# 100watt solar pannel



## moondancer (Dec 21, 2013)

Are 100 watts of panel enough for lighting in a 1500 sqf house 


Sent from my iPhone using Survival Forum


----------



## moondancer (Dec 21, 2013)

I should say I plan to use 12 volt lights 


Sent from my iPhone using Survival Forum


----------



## NaeKid (Oct 17, 2008)

Maybe ... what kind of batteries are you putting into the system and what kind of wiring are you planning to use between the panel, the solar-charge-controller, the batteries and the LED-lighting?


----------



## moondancer (Dec 21, 2013)

I plan on all low voltage system so low voltage wire I'm open to all suggestions and help the system will be 100 watt panel with a 1000 watt wind mill ( I live in low wind area so not expecting much from it ) I have a 1000 watt inverter and need recommendation on number of batts for this simple starter set up 


Sent from my iPhone using Survival Forum


----------



## cowboyhermit (Nov 10, 2012)

Depends on what level of illumination you are looking at. Think of it this way, a 100W panel is about the size of a decent window @100% efficiency that is how much light you could produce from that panel per hour.

So many factors come into play but just a very basic and generous formula 100Wx12hours of sunlight=1200Wh (watt hours), after inevitable inefficiencies you would not have more than 1000Wh, that would let you run a 100W incandescent for 10hours or 10 for 1 hour, obviously you wouldn't want to do that. You could run 4 25W fluorescents for the same 10 hours. Or you could run 100 1W leds for 10 hours.

Realistically, you don't likely have 12hrs of sunlight and losses will be greater but hopefully this gives a bit of understanding without knowing your situation. 

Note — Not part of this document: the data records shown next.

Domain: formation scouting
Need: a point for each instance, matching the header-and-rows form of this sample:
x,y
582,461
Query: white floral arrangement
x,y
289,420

Typically I would pair a 100W panel with a 100Ah (about 1200Wh) battery, again depending on circumstance, this does not give much reserve capacity for cloudy days as here our sun is fairly consistent.


----------



## mosquitomountainman (Jan 25, 2010)

It all depends on how much power you use. We use a 100 watt panel on our U-Haul camper conversion. It's enough for us but then we (mostly our grandson) watch about two hours of movies/cartoons daily using a portable DVD player and Susan and I use our notebook computers for a few hours every day. We normally operate one, 15 watt LED light. for a few hours in the evening. We have one deep-cycle battery and a 400 watt inverter. If we get a couple of cloudy days we run out of power and either use a generator (seldom!) or quit using electricity until the battery is recharged (may take a day or two). 

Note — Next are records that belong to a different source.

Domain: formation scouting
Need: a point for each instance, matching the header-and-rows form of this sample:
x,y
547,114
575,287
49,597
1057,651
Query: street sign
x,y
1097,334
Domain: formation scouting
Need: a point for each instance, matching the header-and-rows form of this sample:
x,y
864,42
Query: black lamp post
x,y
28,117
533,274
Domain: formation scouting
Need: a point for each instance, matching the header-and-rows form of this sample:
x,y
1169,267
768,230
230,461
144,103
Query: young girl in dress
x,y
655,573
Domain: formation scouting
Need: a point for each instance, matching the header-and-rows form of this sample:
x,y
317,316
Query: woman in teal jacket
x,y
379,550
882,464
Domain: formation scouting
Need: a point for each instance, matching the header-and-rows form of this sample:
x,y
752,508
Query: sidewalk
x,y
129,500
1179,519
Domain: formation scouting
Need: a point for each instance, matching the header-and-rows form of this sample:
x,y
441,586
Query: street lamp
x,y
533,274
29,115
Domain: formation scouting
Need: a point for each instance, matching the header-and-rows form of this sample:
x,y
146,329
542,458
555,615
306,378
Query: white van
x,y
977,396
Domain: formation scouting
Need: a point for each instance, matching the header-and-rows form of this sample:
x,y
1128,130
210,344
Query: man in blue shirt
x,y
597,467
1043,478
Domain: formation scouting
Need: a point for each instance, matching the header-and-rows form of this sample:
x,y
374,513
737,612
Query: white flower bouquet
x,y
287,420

In our big motorhome we have two, 135 watt panels that keep our small refrigerator running, a couple of hours of watching television using a DVD player and small television, (all purchased for their low power consumption) and one, 12 volt light. Our notebook computers (2) use about 20 to 25 watts of power. We spend several hours a day on them (we are writers). It works for us. We have four golf-cart batteries for power storage. Right now our 400 watt wind turbine is churning it's little blades off because the wind is howling outside. We can run everything electrical in the motorhome without running low on power at this moment and probably the next few days! 

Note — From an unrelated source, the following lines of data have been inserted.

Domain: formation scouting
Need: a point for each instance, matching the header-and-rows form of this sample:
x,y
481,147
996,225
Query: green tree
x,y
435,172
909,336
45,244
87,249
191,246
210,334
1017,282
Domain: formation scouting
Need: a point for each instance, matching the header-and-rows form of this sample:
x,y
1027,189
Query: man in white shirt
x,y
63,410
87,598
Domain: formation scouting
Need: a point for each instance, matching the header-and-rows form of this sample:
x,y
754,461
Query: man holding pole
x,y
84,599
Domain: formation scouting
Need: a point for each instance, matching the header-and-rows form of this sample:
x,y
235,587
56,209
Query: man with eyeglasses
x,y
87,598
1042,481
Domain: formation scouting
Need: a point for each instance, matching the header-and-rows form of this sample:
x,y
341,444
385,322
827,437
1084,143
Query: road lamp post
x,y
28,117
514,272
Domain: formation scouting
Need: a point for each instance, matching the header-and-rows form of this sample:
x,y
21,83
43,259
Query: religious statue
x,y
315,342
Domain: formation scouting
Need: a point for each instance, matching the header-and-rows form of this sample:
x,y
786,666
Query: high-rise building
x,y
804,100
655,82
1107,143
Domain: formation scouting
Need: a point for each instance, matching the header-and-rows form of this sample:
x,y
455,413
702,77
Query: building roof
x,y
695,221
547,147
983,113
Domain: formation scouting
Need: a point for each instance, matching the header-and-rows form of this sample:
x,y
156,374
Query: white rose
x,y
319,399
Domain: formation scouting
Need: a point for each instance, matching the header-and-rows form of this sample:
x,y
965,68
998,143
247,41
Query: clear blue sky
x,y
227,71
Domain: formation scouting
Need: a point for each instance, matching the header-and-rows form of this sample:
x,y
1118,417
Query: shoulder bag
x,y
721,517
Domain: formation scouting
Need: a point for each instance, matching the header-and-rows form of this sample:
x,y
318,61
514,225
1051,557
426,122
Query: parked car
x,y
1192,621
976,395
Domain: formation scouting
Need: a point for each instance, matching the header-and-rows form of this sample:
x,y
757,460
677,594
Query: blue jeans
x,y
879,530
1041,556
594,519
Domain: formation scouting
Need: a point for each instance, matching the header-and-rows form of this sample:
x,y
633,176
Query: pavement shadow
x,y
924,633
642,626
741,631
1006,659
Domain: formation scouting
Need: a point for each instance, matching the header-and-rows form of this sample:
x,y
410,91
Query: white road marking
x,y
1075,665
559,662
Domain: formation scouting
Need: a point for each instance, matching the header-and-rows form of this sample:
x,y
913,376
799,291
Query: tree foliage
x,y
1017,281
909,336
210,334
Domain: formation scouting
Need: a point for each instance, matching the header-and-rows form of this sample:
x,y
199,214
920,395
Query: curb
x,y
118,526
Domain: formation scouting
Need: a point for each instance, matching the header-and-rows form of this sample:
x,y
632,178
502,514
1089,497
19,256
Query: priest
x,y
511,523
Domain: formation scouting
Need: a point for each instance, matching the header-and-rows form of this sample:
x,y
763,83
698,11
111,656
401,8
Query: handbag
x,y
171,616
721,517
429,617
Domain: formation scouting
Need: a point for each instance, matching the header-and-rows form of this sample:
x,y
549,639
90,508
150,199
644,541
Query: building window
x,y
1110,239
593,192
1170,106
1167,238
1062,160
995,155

You normally get about five to six hours of direct sunlight which is needed for maximum output. So, expect to get 500 to 700 watts of power produced. Expect to lose a percentage of that power to resistance in lines, connections etc. (for example: if you draw 100 watts of power from a battery it will take approximately 125 watts of charging power to bring the battery back to it's previous level of charge). 

If you produce 700 watts of power daily you can power a notebook computer for five hours (125 watts), two, 15 watt light bulbs for four hours (120 watts), A television/DVD player for three hours (300 watts) and you'll have about 155 watts left over. You'll also need to recharge the battery to replenish the power used during the evening hours so it will be fully charged by evening. That means if you use power during the day to run televisions, etc. that amount of power is not available to recharge the batteries. Notice that you aren't using toasters, toaster ovens, microwaves, desk type computers, large screen televisions, X Box, etc. You won't have enough power to run a large refrigerator either.

The key to living off-grid is adapting to being off-grid. You adapt to your power availability. If you have lots of power being generated you can use more electricity. Cut back on electrical use on cloudy or low power days. Also, purchase electrical appliances with off-grid power generation in mind. We always open the box and figure how many watts an appliance uses before purchasing it. Around here there are enough people living off-grid that we've never gotten any resistance from store clerks or management when asking to do this. When looking at refrigerators figure the listed watt rating and divide that by 33 percent. (A refrigerator motor/compressor normally runs about 1/3 of the day - eight hours total - rather than 24 hours a day.)


----------